The reaction to the PI has been mixed so far; and of course many have called it lies and damn lies. We were also asked: “why just one number? Can one number hope to catch the variability and romance of ODI match situations?”.
It is indeed ridiculous to make any such claim; no single number is usually bestowed with such magical properties. And, yet, it’s amazing how often we are guilty of making such single numbers hallowed and sacrosanct: the impact factor of publications is one number that enjoys an undeserved halo; the ARPU in the telecom sector is perhaps another, and there was a time when CSIR believed that it could measure the performance of its R&D establishments by simply measuring its external cash flow (ECF).
1There’s some confusion about who really said this; it has been also attributed to Mark Twain and a French politician named Labouchère. I talked about this confusion recently with a visiting English lady. She loyally argued that only an Englishman could have said this; I would have thought it’s not something to be terribly proud of!

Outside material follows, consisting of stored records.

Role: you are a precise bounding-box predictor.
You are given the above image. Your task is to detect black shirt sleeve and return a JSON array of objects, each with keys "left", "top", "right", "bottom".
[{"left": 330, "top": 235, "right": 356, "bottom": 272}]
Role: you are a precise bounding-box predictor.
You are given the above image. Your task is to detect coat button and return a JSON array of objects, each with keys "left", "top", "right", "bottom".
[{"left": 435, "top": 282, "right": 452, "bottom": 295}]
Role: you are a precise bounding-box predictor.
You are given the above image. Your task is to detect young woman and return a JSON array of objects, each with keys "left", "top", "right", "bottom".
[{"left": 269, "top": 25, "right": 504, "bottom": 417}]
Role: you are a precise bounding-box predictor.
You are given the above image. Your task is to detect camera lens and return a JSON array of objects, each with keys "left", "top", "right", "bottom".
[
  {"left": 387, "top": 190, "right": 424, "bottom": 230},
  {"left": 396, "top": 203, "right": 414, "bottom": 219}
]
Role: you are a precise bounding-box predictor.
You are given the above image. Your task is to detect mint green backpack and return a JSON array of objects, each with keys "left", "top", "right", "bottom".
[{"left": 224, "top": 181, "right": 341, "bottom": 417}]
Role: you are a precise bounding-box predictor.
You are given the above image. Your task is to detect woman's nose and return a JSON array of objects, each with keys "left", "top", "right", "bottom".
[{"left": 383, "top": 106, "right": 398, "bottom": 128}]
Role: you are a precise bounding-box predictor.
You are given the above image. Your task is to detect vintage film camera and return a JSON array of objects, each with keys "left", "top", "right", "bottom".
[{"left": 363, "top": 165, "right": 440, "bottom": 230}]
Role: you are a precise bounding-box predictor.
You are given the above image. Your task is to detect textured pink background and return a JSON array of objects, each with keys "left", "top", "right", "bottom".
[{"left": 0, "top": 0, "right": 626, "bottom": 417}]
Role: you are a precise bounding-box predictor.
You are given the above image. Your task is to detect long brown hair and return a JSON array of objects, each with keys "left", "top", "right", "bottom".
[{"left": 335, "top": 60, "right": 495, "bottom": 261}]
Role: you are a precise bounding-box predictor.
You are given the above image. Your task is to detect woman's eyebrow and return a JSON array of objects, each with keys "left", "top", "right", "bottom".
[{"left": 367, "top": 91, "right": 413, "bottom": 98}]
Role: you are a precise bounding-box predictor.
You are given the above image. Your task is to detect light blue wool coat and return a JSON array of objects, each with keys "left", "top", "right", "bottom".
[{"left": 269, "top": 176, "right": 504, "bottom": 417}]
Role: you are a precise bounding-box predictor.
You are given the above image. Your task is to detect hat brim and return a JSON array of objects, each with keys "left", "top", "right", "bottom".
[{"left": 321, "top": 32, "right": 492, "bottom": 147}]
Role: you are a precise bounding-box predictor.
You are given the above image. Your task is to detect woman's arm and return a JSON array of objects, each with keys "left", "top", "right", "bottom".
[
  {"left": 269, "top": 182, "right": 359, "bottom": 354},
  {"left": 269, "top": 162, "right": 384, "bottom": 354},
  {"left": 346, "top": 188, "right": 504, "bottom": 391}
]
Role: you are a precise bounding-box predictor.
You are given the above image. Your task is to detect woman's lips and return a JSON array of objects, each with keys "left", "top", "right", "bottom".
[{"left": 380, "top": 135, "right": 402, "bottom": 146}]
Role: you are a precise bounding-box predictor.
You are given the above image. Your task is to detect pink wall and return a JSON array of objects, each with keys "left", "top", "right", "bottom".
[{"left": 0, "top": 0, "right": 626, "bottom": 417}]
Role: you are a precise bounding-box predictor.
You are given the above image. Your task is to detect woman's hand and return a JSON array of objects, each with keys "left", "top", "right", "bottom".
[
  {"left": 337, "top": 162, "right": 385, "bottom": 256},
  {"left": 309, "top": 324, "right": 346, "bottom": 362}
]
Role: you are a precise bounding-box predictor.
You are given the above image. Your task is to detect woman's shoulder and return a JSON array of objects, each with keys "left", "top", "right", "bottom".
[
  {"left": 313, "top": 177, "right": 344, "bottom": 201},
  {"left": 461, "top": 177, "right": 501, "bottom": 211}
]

2I am reminded of the time when the Indian leg spinner Narendra Hirwani was playing an ODI match in Australia in 1991-92. His batting ability was pathetic, and he could bat only at No. 11. As Hirwani came out to bat, his fellow Australian radio commentator asked my brother, Harsha Bhogle: “How bad is Hirwani as a batsman?”. Harsha was briefly at a loss for words, but quickly chose to go analytical. “Well, Tim, if you were to make a playing eleven of only No.11 batsmen, then Hirwani would bat No.11 in this team!”.
3The biggest ICC lie was that absurd rain rule in the 1992 World Cup that denied South Africa (SA) the opportunity of reaching the final: requiring 22 runs to win in 13 balls, with four wickets in hand, the ICC rule suddenly revised SA’s target to 21 in 1 ball after a brief shower interrupted play. This shocking verdict triggered off many detailed and scholarly studies on rain rules, including V Jayadevan’s fine effort that Current Science published some years ago.
–This article first appeared in Current Science in 2007.